Asianopis cylindrica
- Conservation status: Least Concern (SANBI Red List)

Scientific classification
- Kingdom: Animalia
- Phylum: Arthropoda
- Subphylum: Chelicerata
- Class: Arachnida
- Order: Araneae
- Infraorder: Araneomorphae
- Family: Deinopidae
- Genus: Asianopis
- Species: A. cylindrica
- Binomial name: Asianopis cylindrica (Pocock, 1898)
- Synonyms: Deinopis cylindricus Pocock, 1898 ; Dinopis stauntoni Pocock, 1902 ;

= Asianopis cylindrica =

- Authority: (Pocock, 1898)
- Conservation status: LC

Species of spider

Asianopis cylindrica is a species of spider in the family Deinopidae. It is found in Mozambique and South Africa.

==Distribution==
Asianopis cylindrica was originally described from Durban, South Africa. It is a southern African endemic known from Mozambique and South Africa. In South Africa, it occurs in five provinces at altitudes ranging from 6 to 1,585 m above sea level.

==Habitat and ecology==
The species is a web dweller that builds small, rectangular expandable webs made with cribellate silk and held with the front legs. When prey comes within reach, the spider expands the web by five to six times the original size and throws it onto the prey.
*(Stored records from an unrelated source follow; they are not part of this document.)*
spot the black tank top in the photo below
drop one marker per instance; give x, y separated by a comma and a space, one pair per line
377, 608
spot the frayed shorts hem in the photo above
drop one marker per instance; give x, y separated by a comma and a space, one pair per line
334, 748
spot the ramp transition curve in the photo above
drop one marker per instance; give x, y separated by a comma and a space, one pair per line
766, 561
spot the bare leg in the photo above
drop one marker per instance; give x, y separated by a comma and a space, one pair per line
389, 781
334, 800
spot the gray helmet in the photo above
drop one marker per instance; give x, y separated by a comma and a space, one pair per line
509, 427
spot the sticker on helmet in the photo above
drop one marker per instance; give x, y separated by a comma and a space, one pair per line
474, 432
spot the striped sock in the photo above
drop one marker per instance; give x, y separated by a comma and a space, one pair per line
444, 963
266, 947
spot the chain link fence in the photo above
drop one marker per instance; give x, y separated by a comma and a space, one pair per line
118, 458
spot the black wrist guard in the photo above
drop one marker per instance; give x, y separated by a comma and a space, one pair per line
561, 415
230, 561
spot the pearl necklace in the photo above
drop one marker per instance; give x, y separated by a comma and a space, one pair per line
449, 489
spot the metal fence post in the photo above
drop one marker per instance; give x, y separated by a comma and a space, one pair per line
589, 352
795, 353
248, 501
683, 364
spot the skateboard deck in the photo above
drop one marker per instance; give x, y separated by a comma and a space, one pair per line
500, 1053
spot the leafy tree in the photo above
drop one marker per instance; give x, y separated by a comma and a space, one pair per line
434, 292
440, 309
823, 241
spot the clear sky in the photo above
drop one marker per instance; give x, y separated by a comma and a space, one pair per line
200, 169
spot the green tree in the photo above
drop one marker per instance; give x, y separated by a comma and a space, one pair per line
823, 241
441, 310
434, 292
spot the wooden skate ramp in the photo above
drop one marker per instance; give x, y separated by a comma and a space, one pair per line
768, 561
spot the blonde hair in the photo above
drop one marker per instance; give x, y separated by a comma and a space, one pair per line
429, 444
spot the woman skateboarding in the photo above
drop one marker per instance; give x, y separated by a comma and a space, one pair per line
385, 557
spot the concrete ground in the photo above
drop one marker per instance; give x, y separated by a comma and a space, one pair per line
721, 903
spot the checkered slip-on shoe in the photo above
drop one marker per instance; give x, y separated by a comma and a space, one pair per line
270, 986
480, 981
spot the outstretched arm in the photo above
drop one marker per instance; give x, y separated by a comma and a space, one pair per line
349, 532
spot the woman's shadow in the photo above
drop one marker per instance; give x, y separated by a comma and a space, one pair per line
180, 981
The spiders are cryptic by day, resting with their bodies pressed against tree bark. In South Africa, it has been sampled from the Indian Ocean Coastal Belt, Grassland, and Savanna biomes.

==Description==

Asianopis cylindrica is known from both sexes. It can be distinguished by having femur I less than three times the length of the carapace, and in males, the palp is longer than the carapace.

==Conservation==
Asianopis cylindrica is listed as Least Concern by the South African National Biodiversity Institute due to its wide geographical distribution. It is protected in five protected areas including Ndumo Game Reserve, Tembe Elephant Park, and Makalali Nature Reserve.

==Taxonomy==
The species was originally described by Reginald Innes Pocock in 1898 from Durban. It was transferred from the genus Deinopis to Asianopis by Chamberland et al. in 2022.